Source: Journal of Digital Learning in Teacher Education, Vol. 27 No. 4, Summer 2011,
(Reviewed by the Portal Team)
This study compared between two modes of teaching observations: face-to-face (in-class) observations and synchronous remote observations of graduate interns in a large southern university at USA.
The authors evaluated the differences between the two observational modes and whether these differences affected the quality of teacher preparation.
The authors considered the following questions:
1. Are remote observations equivalent to face-to-face observations?
2. Are there differences in the two processes?
a. If so, what are these differences?
b.
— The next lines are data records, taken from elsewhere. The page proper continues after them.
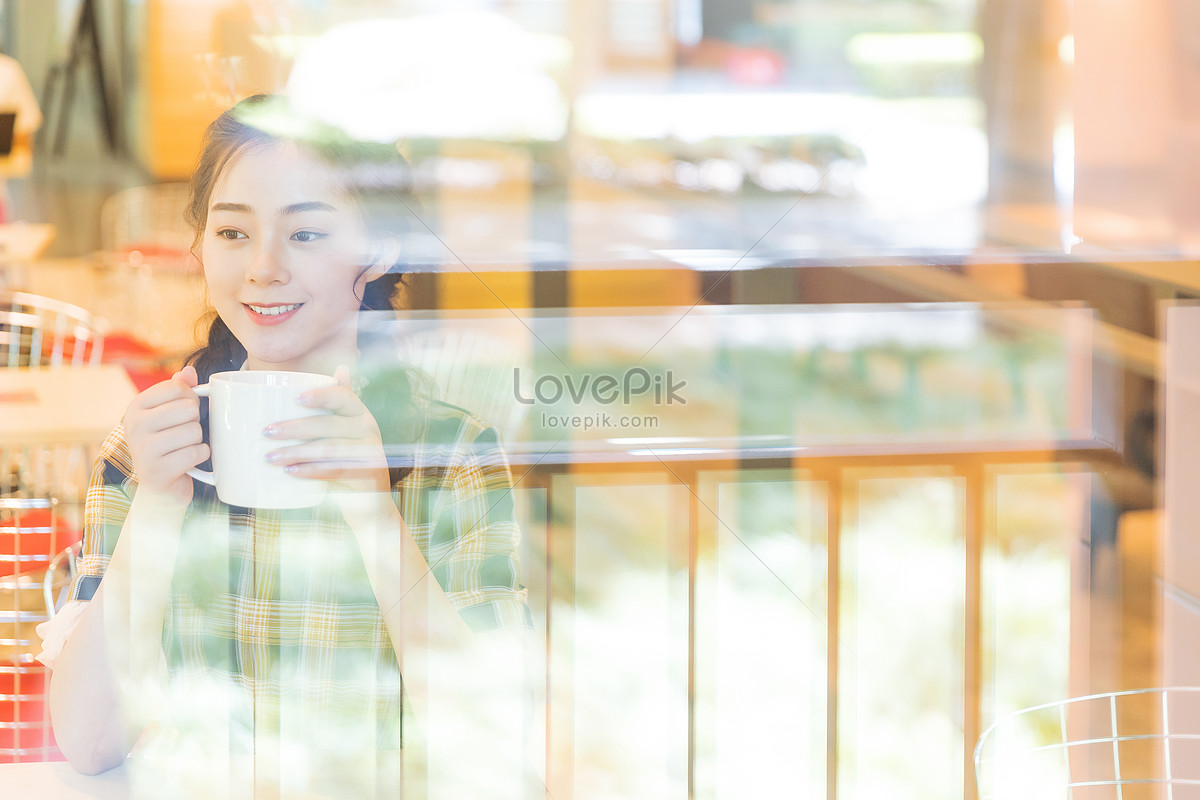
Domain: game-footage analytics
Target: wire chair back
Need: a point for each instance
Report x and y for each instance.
(37, 331)
(1129, 745)
(29, 541)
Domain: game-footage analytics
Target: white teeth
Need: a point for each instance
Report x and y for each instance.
(273, 311)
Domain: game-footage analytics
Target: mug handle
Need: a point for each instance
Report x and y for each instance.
(199, 474)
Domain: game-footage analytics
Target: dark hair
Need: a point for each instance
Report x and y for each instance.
(376, 175)
(377, 178)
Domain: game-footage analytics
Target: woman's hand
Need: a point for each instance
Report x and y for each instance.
(343, 446)
(162, 426)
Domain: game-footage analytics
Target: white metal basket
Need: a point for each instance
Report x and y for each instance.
(1123, 745)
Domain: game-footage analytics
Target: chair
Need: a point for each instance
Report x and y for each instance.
(59, 575)
(144, 227)
(29, 541)
(1119, 745)
(37, 331)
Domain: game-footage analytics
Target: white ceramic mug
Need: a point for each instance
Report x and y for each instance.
(241, 404)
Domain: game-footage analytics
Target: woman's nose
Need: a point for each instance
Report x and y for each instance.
(268, 265)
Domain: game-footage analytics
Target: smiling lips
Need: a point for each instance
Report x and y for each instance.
(270, 313)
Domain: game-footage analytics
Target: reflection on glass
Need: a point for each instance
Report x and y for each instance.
(903, 577)
(630, 632)
(761, 627)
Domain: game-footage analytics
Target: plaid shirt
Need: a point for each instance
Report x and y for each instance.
(271, 626)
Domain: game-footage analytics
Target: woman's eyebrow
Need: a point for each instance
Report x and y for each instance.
(311, 205)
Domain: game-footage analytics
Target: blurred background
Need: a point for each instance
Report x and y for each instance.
(912, 259)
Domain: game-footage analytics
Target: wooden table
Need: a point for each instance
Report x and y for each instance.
(59, 781)
(22, 242)
(63, 404)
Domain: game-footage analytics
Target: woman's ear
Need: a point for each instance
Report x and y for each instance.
(385, 254)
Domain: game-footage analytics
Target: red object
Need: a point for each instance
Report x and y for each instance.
(25, 732)
(35, 542)
(755, 66)
(141, 360)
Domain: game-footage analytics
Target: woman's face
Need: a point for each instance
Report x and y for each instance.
(283, 252)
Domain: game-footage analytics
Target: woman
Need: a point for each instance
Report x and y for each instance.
(288, 631)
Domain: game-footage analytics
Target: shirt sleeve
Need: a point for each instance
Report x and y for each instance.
(461, 510)
(109, 494)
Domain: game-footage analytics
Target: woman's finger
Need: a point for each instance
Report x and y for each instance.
(334, 452)
(323, 426)
(179, 462)
(168, 415)
(339, 400)
(169, 440)
(178, 386)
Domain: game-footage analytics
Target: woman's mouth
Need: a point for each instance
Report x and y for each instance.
(270, 313)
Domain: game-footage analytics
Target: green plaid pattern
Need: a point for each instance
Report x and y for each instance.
(271, 619)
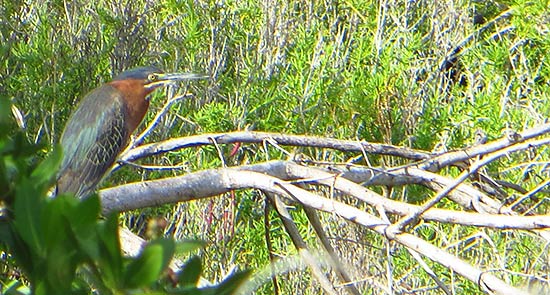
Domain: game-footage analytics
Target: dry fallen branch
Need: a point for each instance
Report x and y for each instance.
(303, 183)
(170, 190)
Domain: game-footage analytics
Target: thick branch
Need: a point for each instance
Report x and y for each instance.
(281, 139)
(209, 183)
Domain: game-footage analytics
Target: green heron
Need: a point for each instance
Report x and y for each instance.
(100, 127)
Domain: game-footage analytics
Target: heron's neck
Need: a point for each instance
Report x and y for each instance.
(134, 96)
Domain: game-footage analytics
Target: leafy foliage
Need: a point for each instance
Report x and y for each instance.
(62, 246)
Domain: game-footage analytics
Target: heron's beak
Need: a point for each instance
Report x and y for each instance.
(171, 78)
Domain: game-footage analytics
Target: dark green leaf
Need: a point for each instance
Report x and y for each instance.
(28, 216)
(232, 283)
(150, 264)
(44, 175)
(83, 219)
(110, 262)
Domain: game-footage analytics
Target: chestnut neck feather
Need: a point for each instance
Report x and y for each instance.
(134, 96)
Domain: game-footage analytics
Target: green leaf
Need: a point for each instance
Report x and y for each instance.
(183, 247)
(232, 283)
(153, 260)
(83, 219)
(54, 229)
(28, 216)
(110, 257)
(190, 272)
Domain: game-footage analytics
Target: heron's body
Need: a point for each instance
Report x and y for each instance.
(100, 128)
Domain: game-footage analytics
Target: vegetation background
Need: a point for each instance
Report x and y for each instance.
(421, 74)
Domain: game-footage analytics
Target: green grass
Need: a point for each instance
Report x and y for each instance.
(325, 69)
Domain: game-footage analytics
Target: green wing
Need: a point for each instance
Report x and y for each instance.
(93, 138)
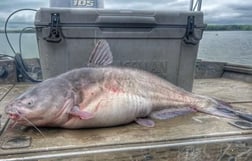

Do these differences affect the quality of teacher preparation?
During the pilot semester for The Remote Observation of Graduate Interns (ROGI),
two graduate interns located within the same school system voluntarily agreed to participate in the project evaluation.
One intern was a lateral-entry teacher currently employed at a middle school, and the other intern was a student teaching at a high school.
The authors collected data from graduate intern teaching portfolios and post-conference meetings.
A graduate assistant conducted an interview with each graduate intern following the internship experience, asking the graduate interns to provide thoughtful answers to 26 open-ended questions.
Experienced university supervisors, content methodologists, and site-based personnel conducted the observations of graduate interns.
The data suggest that both observational processes are not equal but are comparable instruction. In other words, each mode of observation has both benefits and limitations, but neither process was overall a more effective method of evaluating the quality of teaching.
For instance, face-to-face observations allowed the observer more autonomy over what was observable as well as clear views of facial expressions.
However, the process was more intrusive to the graduate interns and presented a staged lesson that was not truly reflective of teaching practices and student behavior.
ROGI, in contrast, was less intrusive and presented a more authentic view of teaching and learning; however, it did not allow for full disclosure of the entire classroom at all times, and facial expressions were less vivid.
Furthermore, face-to-face observations provided an environment in which student voice and participation were easily understood.
However, when students were working in small groups or independently with the teacher, student voices were not distinguishable.
In contrast, ROGI with the use of a wireless microphone provided opportunities to hear teacher–student and student–student exchanges in both small groups and individual interactions; yet, in the whole-class setting, student input was difficult to understand.
The authors conclude that, as both observation processes are comparable and effective teaching can be measured either face to face or remotely, the added layers of the evaluative process and the potential cost benefit of technology-mediated observation is a justifiable alternative, challenging traditional perceptions of teacher preparation.